この交渉窓口に、明智光秀が関わっていた可能性は極めて高い。

⑩比叡山の天海住坊跡
そして元亀2年(1571年)9月12日の焼き討ち決行の直前、追い詰められた比叡山側は、信長に対して黄金300枚を贈り、土壇場での攻撃回避を試みたという記録が残っている。

『信長公記』などの史料によれば、信長はこの露骨な買収工作を「汚らわしい」と一蹴。懐柔を撥ねつけ、翌朝の総攻撃を命じた。歴史の転換点となったこの交渉の場で、山側の使者として黄金を携えていたのは一体誰だったのか。その正体については詳らかではないが、そこに智謀に長けた若き日の天海(随風)がいたと考えるのは、決して不自然な空想ではないだろう。(写真⑩)

一方、織田側の実務を担っていたのは光秀である。利害を異にする二人が、炎に包まれる直前の比叡山で言葉を交わし、互いの才を認め合った――。この未曾有の危機の最中にこそ、光秀と天海(随風)の密かな親交が始まったのではないだろうか。

4.甲斐国への亡命支援

たとえ先述の黄金交渉に直接関わっていなかったとしても、比叡山焼き討ちの際、光秀と天海(随風)が接触した可能性は他にも残されている。その鍵を握るのが、当時の天台座主(てんだいざす:天台宗の最高責任者)・覚恕(かくじょ)の動静だ。(写真⑪)

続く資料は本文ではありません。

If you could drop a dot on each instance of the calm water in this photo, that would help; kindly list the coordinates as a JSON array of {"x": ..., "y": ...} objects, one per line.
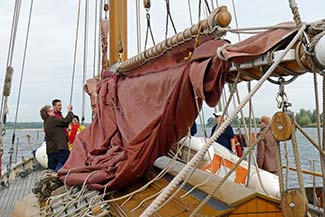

当時の座主・覚恕法親王は、時の正親町(おおぎまち)天皇の弟にあたる人物であった。皇族に対し並々ならぬ敬意を抱いていた光秀が、戦火に包まれる比叡山から覚恕を救い出し、武田信玄を頼って甲斐国(山梨県)へと亡命させたという説がある。

注目すべきは、天海(随風)もまた、この時期に同じく甲斐へと逃れている点だ。

ここから一つの仮説が浮かび上がる。光秀は「尊い座主の身を守る」という極秘任務を遂行するため、最も信頼できる実務者として随風を選んだのではないか。若くして智略に長け、南都(奈良)や東国の情勢にも精通していた随風は、亡命ルートを確保するための特使として、これ以上ない適任者だったはずだ。

光秀が道を切り拓き、天海(随風)が座主を導く。この亡命劇こそが、二人の絆を決定的なものにした「真の接点」だったのかもしれない。

⑪信玄のもとに逃げ込んだ覚恕(春風亭小朝)
大河ドラマ『麒麟がくる』
第34回(11月29日放送)より

比叡山延暦寺の焼き討ちという未曾有の惨劇に、天海(随風)がどう関わったのか――。その事実を裏付ける直接的な文献は、いまだ見つかっていない。しかし、天海(随風)、光秀、そして覚恕。この三者の運命が、これほど巨大な歴史の転換点において一度も交錯しなかったと断じるほうが、むしろ不自然ではないだろうか。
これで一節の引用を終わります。